SRP lawmaker Mu Sochua speaks with reporters at a recent press conference at the National Assembly. (Photo by: TRACEY SHELTON)
Thursday, 11 June 2009
Written by Meas Sokchea
The Phnom Penh Post
No explanation given for dismissal of opposition lawmaker's defamation case against Hun Sen, which follows out-of-court testimony from the prime minister.
THE lawyer for opposition Sam Rainsy Party lawmaker Mu Sochua learned Wednesday that his client's defamation lawsuit against Prime Minister Hun Sen had been thrown out of Phnom Penh Municipal Court, though he said he had received no explanation for the dismissal.
Kong Sam Onn said he received a letter informing him of the decision Wednesday.
"They sent me a letter at 10am to tell me that the prosecutor would not take action over Mu Sochua's suit," he said. "They did not give a reason."
Following news of the dismissal, Mu Sochua told the Post that she would appeal it, adding that she wanted an outcome that she considered fair.
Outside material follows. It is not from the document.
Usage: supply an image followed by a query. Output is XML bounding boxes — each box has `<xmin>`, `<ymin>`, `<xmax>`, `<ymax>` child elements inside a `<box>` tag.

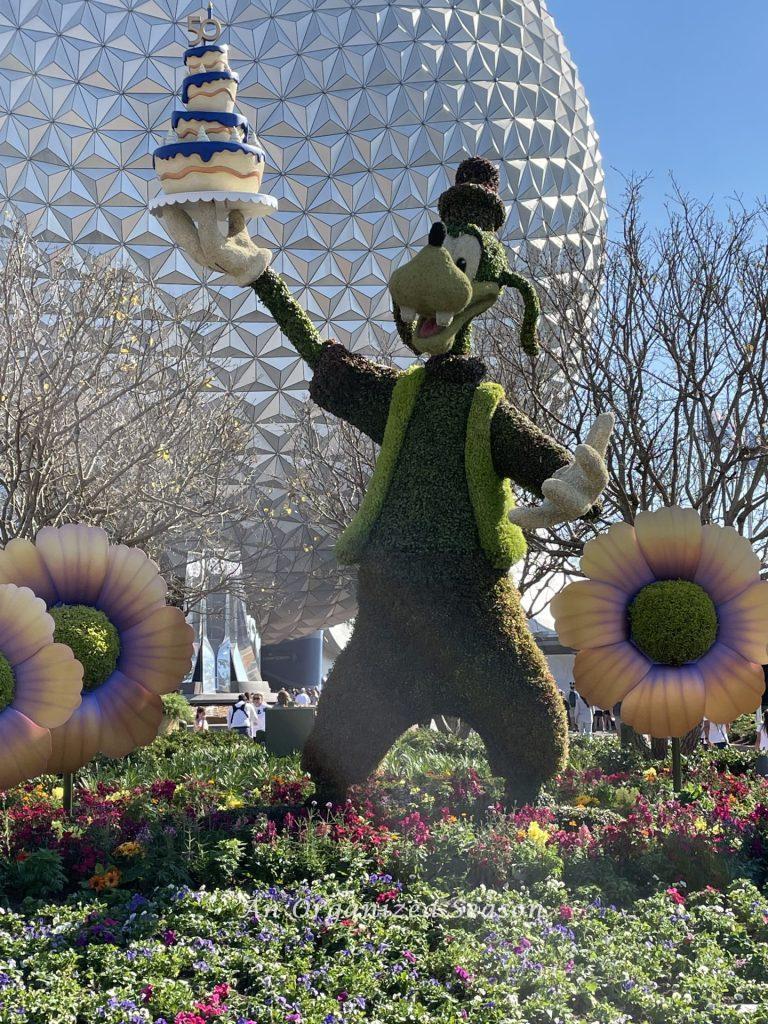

"The court has rejected my lawsuit, and I have enough proof to make my case," she said.
"I still respect Hun Sen, but I need justice. I want people to see a just system."
Deputy prosecutor Hing Bun Chea declined to comment Wednesday afternoon, saying he was busy.
Mu Sochua also criticised a court decision allowing Prime Minister Hun Sen to appear at the Council of Ministers to answer questions relating to her lawsuit Monday, arguing that the council had no legal jurisdiction in the case.
"The court does not belong to the Council of Ministers. If a poor person or I am forced to go to the court, the prime minister must go to the court as well. If the court is just, it must be balanced," she said.
Hing Bun Chea said earlier in the day that the court had summoned Prime Minister Hun Sen to the Municipal Court, but that the procedure had been moved to the Council of Ministers following a request from Hun Sen's attorney Ky Tech.
Ky Tech said the questioning session had been moved for security reasons, adding that the appearance of Hun Sen's bodyguards at the court could have led the public to believe that the court could not reach an independent ruling.
Mu Sochua filed her suit against Hun Sen in late April, alleging he made insulting references to her during a speech in Kampot province on April 4. Hun Sen then countersued Mu Sochua for defamation, claiming the comments did not refer specifically to her.